Graduate Summer 2024: Joseph Glinbizzi

Reading Beyond Reading: Literary Studies and the Problem of Method

Department of English; Department of Visual Studies

Over the last decade, many literary critics have begun foregrounding dimensions of reading left unaccounted for by long-practiced methods such as critique and close reading. Rather than contribute to this trend by discrediting a familiar method or proposing a fresh one, Reading Beyond Reading: Literary Studies and the Problem of Method questions the very methodological foundation on which literary-critical discussions of reading rest. By identifying reading as a kind of problem for literary studies, rather than the rote grist for the discipline’s methodological mill, this dissertation develops reading not merely as an activity to describe or do, but as a critical heuristic for grasping the way literary studies conceives of itself as a discipline. In effect, I offer a theorization of reading as what exceeds method, which demands, I contend, an approach to reading that moves beyond strictly disciplinary protocols.
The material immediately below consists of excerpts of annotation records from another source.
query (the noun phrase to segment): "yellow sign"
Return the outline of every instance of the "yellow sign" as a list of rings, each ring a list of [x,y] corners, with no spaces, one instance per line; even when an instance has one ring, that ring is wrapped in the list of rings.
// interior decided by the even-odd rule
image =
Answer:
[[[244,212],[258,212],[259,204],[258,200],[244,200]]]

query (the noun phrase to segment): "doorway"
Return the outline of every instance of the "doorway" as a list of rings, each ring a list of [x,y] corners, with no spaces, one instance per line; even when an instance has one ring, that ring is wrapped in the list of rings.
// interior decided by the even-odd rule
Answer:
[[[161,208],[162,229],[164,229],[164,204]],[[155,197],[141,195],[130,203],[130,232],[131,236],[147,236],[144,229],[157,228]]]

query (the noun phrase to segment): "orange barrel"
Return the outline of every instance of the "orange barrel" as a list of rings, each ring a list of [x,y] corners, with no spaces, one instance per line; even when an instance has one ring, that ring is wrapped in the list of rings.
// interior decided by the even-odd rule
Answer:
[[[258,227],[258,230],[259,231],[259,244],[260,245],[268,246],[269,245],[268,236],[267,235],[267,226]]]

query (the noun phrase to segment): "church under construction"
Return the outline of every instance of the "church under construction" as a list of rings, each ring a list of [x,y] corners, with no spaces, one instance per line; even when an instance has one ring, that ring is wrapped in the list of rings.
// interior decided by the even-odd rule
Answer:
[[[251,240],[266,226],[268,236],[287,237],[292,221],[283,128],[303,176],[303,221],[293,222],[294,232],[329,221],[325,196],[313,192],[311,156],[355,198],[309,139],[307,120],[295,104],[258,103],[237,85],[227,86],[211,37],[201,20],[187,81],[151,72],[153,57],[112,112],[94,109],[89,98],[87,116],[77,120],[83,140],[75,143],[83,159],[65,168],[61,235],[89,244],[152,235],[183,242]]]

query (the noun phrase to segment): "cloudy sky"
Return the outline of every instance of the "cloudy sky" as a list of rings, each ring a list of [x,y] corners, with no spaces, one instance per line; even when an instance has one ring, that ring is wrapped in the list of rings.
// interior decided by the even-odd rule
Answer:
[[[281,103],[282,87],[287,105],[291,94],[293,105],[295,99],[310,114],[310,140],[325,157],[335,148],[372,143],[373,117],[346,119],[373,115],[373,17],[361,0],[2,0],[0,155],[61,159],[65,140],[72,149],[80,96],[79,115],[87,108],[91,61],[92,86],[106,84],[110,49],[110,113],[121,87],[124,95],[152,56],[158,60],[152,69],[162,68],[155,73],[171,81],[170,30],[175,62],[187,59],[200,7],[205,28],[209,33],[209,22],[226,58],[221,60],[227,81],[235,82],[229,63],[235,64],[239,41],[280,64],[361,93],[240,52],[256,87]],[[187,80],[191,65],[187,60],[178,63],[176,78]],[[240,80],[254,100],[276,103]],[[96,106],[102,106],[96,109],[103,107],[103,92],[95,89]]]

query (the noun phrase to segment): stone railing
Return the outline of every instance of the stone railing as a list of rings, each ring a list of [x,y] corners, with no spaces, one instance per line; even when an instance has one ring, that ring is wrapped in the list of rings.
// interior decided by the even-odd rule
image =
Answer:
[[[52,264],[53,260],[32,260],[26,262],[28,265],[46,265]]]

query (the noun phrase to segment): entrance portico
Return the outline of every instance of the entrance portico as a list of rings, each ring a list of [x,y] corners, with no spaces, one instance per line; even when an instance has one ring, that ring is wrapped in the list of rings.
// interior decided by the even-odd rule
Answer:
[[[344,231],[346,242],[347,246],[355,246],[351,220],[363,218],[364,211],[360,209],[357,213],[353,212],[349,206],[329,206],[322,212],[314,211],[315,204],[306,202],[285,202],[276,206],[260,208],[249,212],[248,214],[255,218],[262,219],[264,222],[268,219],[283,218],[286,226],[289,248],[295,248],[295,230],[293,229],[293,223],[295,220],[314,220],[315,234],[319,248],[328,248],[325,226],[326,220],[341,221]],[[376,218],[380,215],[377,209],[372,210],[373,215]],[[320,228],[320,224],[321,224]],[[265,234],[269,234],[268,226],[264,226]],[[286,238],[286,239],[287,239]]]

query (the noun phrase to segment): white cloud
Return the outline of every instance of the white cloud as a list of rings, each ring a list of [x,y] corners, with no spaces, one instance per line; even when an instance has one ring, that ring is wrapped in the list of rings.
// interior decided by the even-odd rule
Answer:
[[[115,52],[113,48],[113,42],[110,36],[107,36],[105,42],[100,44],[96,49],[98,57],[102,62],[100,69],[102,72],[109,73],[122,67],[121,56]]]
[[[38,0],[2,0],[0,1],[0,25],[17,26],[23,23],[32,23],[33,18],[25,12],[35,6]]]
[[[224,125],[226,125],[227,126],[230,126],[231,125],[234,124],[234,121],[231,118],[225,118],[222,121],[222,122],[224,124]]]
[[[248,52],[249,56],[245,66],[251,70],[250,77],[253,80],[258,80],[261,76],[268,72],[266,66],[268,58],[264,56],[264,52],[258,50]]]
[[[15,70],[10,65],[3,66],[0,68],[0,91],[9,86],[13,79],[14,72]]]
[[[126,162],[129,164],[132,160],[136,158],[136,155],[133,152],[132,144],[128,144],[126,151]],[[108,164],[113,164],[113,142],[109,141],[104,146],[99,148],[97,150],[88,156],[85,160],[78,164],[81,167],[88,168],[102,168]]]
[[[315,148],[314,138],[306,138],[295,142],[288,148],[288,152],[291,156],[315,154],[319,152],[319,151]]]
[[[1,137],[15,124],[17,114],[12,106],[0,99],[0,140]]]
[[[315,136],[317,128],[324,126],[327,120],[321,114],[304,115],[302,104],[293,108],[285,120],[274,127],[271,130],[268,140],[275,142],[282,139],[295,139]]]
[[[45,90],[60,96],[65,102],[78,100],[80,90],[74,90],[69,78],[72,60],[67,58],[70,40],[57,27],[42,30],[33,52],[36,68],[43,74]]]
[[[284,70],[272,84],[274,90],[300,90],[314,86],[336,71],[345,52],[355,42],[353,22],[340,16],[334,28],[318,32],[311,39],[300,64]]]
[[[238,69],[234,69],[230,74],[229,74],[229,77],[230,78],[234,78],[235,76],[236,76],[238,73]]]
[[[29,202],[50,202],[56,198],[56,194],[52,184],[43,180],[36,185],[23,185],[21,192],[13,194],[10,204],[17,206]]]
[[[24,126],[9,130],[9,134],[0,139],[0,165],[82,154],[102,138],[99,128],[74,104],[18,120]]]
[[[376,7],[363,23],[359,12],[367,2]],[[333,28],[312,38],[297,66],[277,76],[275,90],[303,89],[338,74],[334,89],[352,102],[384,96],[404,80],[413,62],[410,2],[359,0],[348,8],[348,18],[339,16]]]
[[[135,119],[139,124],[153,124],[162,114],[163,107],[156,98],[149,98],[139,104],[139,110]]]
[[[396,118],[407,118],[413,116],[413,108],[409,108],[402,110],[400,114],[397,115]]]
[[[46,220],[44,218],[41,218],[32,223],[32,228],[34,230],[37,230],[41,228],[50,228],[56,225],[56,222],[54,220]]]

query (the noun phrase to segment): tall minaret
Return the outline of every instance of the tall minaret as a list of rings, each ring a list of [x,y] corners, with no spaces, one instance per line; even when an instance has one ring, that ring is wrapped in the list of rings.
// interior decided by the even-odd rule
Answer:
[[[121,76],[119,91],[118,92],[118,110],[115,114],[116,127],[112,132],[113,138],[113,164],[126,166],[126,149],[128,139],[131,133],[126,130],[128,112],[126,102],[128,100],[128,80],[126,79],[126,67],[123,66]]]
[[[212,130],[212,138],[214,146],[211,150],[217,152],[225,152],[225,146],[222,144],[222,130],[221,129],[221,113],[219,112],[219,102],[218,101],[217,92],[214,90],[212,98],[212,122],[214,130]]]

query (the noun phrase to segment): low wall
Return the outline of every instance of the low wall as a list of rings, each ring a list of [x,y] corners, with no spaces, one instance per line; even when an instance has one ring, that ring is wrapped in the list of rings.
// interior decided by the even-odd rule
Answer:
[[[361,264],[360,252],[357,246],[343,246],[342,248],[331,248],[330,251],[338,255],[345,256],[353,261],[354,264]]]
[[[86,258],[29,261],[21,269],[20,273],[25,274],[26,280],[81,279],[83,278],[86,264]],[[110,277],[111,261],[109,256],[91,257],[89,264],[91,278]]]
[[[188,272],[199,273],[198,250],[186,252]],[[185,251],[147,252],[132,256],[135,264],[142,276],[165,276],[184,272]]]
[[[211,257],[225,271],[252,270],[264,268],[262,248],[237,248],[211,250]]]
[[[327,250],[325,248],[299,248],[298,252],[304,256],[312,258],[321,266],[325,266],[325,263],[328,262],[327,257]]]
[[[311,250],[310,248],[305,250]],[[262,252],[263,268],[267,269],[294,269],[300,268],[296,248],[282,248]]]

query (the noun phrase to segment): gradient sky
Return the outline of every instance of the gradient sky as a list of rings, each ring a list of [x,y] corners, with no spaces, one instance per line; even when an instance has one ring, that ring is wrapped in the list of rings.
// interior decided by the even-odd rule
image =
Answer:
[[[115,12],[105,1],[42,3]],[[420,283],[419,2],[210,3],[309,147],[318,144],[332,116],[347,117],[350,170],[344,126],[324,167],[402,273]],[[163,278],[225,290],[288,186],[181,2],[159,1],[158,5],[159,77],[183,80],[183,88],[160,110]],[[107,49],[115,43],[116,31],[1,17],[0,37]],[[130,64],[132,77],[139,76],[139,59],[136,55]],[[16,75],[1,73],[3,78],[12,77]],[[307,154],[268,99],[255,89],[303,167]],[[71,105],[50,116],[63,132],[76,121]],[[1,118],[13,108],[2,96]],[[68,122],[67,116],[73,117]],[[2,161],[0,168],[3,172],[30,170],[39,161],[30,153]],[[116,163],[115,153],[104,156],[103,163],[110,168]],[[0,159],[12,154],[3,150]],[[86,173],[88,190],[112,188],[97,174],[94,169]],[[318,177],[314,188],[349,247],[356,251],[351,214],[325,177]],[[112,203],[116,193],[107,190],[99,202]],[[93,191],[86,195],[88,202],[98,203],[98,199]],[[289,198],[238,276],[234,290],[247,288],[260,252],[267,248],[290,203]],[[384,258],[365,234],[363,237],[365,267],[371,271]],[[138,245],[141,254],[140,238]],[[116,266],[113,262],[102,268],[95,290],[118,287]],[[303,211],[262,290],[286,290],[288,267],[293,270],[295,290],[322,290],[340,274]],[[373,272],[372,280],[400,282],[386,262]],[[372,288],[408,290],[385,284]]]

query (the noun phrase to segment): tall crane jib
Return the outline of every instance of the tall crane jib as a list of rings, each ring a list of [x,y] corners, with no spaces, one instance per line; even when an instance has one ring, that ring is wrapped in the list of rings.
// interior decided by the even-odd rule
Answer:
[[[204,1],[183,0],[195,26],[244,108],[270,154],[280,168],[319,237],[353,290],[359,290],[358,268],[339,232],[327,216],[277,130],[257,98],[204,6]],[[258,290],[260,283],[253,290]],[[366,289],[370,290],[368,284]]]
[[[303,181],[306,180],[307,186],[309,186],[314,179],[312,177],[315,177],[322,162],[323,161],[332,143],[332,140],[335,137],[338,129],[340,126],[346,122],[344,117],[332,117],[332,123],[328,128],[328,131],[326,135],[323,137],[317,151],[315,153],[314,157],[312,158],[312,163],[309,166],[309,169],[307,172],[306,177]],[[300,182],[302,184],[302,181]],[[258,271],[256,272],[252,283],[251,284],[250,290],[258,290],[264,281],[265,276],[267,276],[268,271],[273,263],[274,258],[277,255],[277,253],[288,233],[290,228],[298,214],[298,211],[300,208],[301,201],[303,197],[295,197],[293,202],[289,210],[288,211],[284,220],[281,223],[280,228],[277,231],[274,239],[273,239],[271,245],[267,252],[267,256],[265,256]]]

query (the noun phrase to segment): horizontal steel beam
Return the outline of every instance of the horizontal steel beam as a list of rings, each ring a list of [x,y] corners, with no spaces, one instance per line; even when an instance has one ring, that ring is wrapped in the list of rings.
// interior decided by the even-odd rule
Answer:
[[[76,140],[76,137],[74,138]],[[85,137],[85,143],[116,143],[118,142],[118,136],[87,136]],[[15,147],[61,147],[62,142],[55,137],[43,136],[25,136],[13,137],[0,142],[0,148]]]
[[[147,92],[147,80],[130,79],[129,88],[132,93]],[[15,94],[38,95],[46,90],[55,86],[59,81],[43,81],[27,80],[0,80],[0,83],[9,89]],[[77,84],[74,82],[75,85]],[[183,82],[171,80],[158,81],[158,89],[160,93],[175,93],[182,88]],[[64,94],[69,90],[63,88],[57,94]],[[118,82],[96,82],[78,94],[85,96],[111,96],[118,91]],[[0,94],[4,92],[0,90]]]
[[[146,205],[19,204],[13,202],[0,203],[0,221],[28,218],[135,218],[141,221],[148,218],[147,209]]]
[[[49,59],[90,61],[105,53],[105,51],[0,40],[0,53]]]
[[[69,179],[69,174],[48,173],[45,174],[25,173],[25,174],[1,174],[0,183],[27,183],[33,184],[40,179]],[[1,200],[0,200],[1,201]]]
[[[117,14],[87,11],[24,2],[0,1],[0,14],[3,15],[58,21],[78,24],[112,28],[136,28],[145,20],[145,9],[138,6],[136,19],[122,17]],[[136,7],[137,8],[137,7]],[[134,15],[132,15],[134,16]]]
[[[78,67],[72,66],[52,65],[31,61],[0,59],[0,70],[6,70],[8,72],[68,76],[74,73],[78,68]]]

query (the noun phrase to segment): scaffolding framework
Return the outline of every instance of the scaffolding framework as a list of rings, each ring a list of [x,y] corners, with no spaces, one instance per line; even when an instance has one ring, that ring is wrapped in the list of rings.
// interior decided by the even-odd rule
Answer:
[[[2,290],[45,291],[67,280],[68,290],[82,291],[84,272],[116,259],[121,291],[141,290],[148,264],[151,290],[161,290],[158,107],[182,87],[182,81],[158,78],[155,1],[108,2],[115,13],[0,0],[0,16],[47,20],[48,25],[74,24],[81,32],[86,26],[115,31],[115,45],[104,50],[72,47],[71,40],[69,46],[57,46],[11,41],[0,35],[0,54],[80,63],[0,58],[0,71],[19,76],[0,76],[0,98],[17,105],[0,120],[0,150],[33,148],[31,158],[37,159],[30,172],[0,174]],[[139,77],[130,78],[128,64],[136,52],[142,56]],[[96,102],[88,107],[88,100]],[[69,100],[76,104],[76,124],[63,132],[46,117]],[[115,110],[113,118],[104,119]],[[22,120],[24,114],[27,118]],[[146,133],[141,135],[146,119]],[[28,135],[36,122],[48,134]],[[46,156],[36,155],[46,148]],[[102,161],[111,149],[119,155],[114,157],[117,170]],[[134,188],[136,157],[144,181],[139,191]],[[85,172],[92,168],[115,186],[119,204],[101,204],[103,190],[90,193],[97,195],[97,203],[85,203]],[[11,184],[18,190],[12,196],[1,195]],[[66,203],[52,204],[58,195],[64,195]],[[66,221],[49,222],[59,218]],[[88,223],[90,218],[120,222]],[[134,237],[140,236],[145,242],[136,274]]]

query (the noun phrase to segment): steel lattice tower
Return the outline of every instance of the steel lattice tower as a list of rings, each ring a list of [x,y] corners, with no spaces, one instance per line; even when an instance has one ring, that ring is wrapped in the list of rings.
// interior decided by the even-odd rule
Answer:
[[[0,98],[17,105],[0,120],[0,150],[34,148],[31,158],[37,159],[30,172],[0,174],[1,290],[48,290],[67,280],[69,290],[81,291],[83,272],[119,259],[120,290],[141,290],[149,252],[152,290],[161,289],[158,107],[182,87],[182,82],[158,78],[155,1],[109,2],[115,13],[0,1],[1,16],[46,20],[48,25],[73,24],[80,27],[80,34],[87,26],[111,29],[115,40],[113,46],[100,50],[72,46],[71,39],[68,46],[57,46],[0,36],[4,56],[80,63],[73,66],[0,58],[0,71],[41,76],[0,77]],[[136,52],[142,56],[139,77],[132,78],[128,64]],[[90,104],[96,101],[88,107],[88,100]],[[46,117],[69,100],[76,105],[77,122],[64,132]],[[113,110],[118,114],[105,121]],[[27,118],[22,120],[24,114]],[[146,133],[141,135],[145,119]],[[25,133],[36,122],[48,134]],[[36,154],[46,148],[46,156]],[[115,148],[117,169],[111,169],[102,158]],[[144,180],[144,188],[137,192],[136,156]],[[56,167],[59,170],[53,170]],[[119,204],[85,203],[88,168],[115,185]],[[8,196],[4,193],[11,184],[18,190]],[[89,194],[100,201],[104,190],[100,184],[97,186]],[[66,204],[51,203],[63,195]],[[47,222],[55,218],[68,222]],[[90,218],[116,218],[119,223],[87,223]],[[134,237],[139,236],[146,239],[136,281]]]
Examining a diverse set of objects, from works of phenomenology to contemporary US fiction and film, I position reading’s theoretical excess as a more productive explanatory frame for the intersection of reading, technology, and capitalism in the contemporary US. Ultimately, in pursuing how reading is more than method, this project posits a more flexible, versatile framework that can move effectively across the complex terrain that characterizes reading in the twenty-first century.